After playing a round they flip a coin, if coin is the result is tails, we end the game. If the result is heads, they play another round with payoffs multiplies by $.9^n$ where n is the number of rounds that have been played. If the result is tails, the game is over.
I'm confused by the two following, both seemingly plausible arguments. Argument 1, The game is clearly equivalent to the following game. flip a coin until you get tails. call the number of coin flips n. Keep n hidden from the players. For n rounds the players will play the prisoners dilemma with payoffs as before (That is, as before, multiplied by $.9^n$ where n is the round number). Both players reason as follows "this game is nothing more than an iterated prisoner dilemma where I don't know the number of rounds, given that for any finite iterated prisoners dilemma (which this is with probability 1, where, because payoff is bounded, we can ignore the cases where it is not).

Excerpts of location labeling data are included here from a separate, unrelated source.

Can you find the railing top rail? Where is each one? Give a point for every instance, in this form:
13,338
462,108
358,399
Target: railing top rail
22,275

Thus Because the iterated prisoners dilemma for any fixed finite number of rounds has unique nash equilibrium "defect" my optimal strategy, regardless of n, is to defect, thus I should defect.

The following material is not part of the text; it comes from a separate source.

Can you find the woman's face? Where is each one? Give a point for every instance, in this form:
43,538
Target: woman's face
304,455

Argument 2 I will tell my opponent that I am going to play a grim trigger strategy. That is, I will collaborate until he defects, after which, I will always defect. He will reply that he is also playing a grim trigger strategy. Given that there is always a 50% chance of a next round with .9 the payoff of the current one. Defecting on any round will cost me, on average at least .99*.45>.01 thus I will never have any incentive to defect. Neither will he. Thus we will always cooperate.
There is clearly a contradiction between these two arguments. I'm wary of both the first strategy's claim that if we use a hidden, but well defined, random variable to choose which of infinitely many games to play, all of which have the same move in their unique nash equilibria that same move is the nash equilbrium move of the averaged game. (Which, though seductive, seems close enough to infinity to not be inherently trust worthy). The second argument seems to me to rely on some symmetries which I'm not sure are valid assumptions.
I'm curious about two questions. Which of the above arguments is fallacious and where is the fallacy? And what is the (are the) nash equilbria and are they unique?